Elle ne déchiffrait pas tout. La première ligne était une date : 7 juin 1791. Pas une date de naissance. Une date de séparation. La deuxième ligne était plus courte, composée de trois mots. Après plusieurs minutes de rotation du calque, elle parvint à lire : FIDES ET VITA.
Fidélité et vie.
Elle s’assit, le crayon encore entre les doigts. Fides et vita. L’inscription du seau de son père — de l’objet qu’elle avait tenu dans la main, qu’elle avait failli rendre — était une maxime. Mais pour qui ? Pourquoi un cachet, utilisé pour sceller des documents, porterait-il une devise de loyauté ?
Elle sortit son carnet et se mit à griffonner. Date, devise. Le chêne. La lettre codée de Célie dans le dossier du fonds Lenoir — ce « c » doublé qui figurait dans toutes les phrases importantes. Elle tourna la page, consulta ses notes des jours précédents. Le chêne, symbole de force et de pérennité. Le cachet retrouvé dans une boîte de biscuits, envoyé sans nom, comme s’il avait été restitué. Comme s’il était rendu à quelqu’un qui saurait quoi en faire.
Elle posa les doigts sur le papier, physiquement présente dans la pièce, mais mentalement loin, dans une cellule de la Conciergerie, sous une lumière grise, face à une femme qu’elle ne connaissait pas encore assez mais qu’elle reconnaissait de plus en plus, à chaque ligne déchiffrée.
Le téléphone sonna.
Elle décrocha sans regarder l’écran.
— Élodie ? C’est Théo.
Elle ferma les yeux. Son frère.
— Papa m’a dit que tu étais venue le voir, dit-il. Que tu cherchais encore.
— Il t’a appelé ?
— Il n’appelle jamais. Il m’a juste laissé un message en disant que tu devais « faire attention ». C’est son vocabulaire pour dire qu’il s’inquiète.
Élodie regarda le papier calque devant elle.
— Je ne fais pas attention, dit-elle doucement. C’est bien le problème.

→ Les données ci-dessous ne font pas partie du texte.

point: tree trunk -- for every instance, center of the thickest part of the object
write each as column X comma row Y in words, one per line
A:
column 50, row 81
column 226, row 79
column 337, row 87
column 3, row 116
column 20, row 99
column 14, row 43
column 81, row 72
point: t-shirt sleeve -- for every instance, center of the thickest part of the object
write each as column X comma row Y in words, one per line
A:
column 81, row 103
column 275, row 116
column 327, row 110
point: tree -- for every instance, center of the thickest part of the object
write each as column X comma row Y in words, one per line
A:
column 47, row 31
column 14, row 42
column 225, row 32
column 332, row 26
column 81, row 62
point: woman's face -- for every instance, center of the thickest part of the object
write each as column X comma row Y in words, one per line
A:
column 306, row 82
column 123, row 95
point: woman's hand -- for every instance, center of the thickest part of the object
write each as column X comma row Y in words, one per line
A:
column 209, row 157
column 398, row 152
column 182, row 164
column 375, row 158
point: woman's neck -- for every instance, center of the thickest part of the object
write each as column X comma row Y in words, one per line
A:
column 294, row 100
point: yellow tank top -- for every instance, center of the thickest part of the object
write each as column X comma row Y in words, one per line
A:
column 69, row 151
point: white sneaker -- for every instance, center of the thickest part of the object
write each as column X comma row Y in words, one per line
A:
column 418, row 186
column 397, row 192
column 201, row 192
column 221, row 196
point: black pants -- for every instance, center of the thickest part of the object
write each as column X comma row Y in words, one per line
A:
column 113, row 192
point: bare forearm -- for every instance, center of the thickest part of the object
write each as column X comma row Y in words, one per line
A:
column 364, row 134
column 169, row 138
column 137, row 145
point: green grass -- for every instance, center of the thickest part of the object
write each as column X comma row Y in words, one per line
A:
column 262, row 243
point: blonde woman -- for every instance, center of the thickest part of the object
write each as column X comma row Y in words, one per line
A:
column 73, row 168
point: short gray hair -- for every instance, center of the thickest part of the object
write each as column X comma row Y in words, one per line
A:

Il y eut un silence à l’autre bout.
— Tu veux que je vienne te voir ? dit-il.
— Non.
— Tu vas continuer.
Ce n’était pas une question.
— Il y a une trace, dit-elle. Sur le seau. Je crois qu’elle correspond à quelqu’un que je recherche dans les archives. Une femme de la Révolution. Célie. Et je ne peux pas la rendre à l’oubli.
— Papa dit que tu inventes une histoire.
— Je répète ce que les documents disent.
— Papa dit toujours que les documents disent ce qu’on veut leur faire dire.
Élodie souffla.
— Peut-être. Mais il y a une chose qu’il ne peut pas faire dire à ses silences, c’est ce qu’ils cachent.
Le silence dura une seconde de plus.
— Tiens-moi au courant. Dit Théo. Et n’oublie pas de manger. Tu es à ton bureau ?
— Oui.
— Mange quelque chose.
Elle sourit presque.
— Promis.
Elle raccrocha, mais elle ne bougea pas. Le calque restait devant elle, la lettre « F » du mot FIDES encore appuyée au crayon. Elle alluma l’ordinateur, ouvrit le dossier de la correspondance Lenoir, vérifia la cote du document où elle avait lu le mot codé pour la première fois. La lettre de Célie était datée du 2 juillet 1791. Trois semaines après le cachet.
Elle nota la coïncidence sur le calque, au crayon : « 7 juin — 2 juillet. Même année. Même main ? »
Puis elle glissa le calque entre les pages de son carnet, rangea la boîte en plastique dans son sac, et resta un long moment immobile, les yeux sur la fenêtre, sur les toits de Paris qui se perdaient dans un ciel voilé, sans se douter que la femme dont elle suivait la trace écrivait, à cet instant précis, dans une cellule de la prison de la Force, les mots qu’elle chercherait peut-être un jour.
Mais ça, cette histoire ne le lui dirait pas encore.
Elle éteignit la lampe du bureau. Le renard du soir se couchait sur le musée, et il n’y avait rien d’autre à faire que rentrer chez elle, porter l’empreinte du seau comme un poids qu’elle refusait de laisser tomber.